I'm attempting to create a legal rag system using PHI-4 to answer any legal questions regarding UAE law and solve any user uploaded cases based on the laws. However when i attempt to ask a complex question the model answers mostly correct but always misinterrupts some of the answer, i also tried using nemo-minstral but with similar results. Any idea if this is a coding or prompt related issue? And if its a prompt related issue id appreciate if someone gives me a quick example of a good prompt i can use.
#Legal Rag system
17 messages · Page 1 of 1 (latest)
First place to look at is to see if the articles being retrieved are actually relevant to your query. If not, the problem is with your embedding model.
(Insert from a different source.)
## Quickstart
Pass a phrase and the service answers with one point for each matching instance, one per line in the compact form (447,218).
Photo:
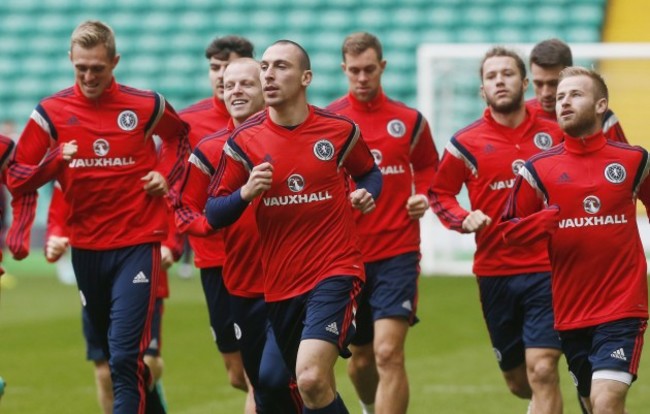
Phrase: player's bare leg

What's your parser or the initial dataset look like? unstructured data or structured into the RAG?
What if some articles are relevant but some are missing and not being stated
So you’re saying you are not seeing the exact list you want in your top-5 search/retrieved results?
Next question would be to ask why those articles are missing over the others. Are they an indirect extension of the prompt (ie you ask about circumstances around murder but info about manslaughter is missing)?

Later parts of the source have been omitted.